The statement came on Tuesday after Ban met with Morocco’s foreign minister to express his anger over remarks by the Moroccan government and a demonstration in Rabat which he said was a personal attack following his Western Sahara comments.
Rabat accused Ban last week of no longer being neutral in the Western Sahara conflict, saying he used the word “occupation” to describe Morocco’s presence in the region that has been at the center of a dispute for decades.
Ban had visited refugee camps in southern Algeria for ethnic Sahrawis, who say Western Sahara belongs to them and fought a guerrilla war against Morocco until a U.N. ceasefire in 1991. Ban said he wanted to restart negotiations over the dispute.
“Following the unacceptable declarations and inadmissible actions from the U.N. Secretary General Ban Ki-Moon during his recent visit to the region, the royal government of Morocco has decided on immediate measures,” the statement said.

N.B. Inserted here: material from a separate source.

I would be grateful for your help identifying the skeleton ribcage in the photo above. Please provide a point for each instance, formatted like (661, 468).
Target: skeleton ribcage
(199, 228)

It said it would significantly reduce a large part of the “civil and political” component of the U.N. mission known as MINURSO, stop its voluntary contribution to the mission and look to pull Moroccan contingents from U.N. peacekeeping missions.
Ban’s spokesman did not have an immediate comment. But earlier on Tuesday U.N. spokesman Stephane Dujarric said after Ban’s statement on the meeting with the foreign minister that there had been communications between senior Moroccan officials and U.N. officials.
The dispute over the Western Sahara region in the northwest edge of Africa has dragged on since Morocco took control over most of it after the withdrawal of former colonial power Spain.
The Polisario Front, which says the territory belongs to the Sahrawis, fought a war against Morocco until the ceasefire, but the two sides have since been deadlocked.
Polisario, backed by Morocco’s regional rival and neighbor Algeria and a number of other African states, wants a referendum promised in the ceasefire agreement on the region’s fate. Morocco has said it will not offer more than autonomy for the region, which is rich in phosphates and possibly offshore oil and gas.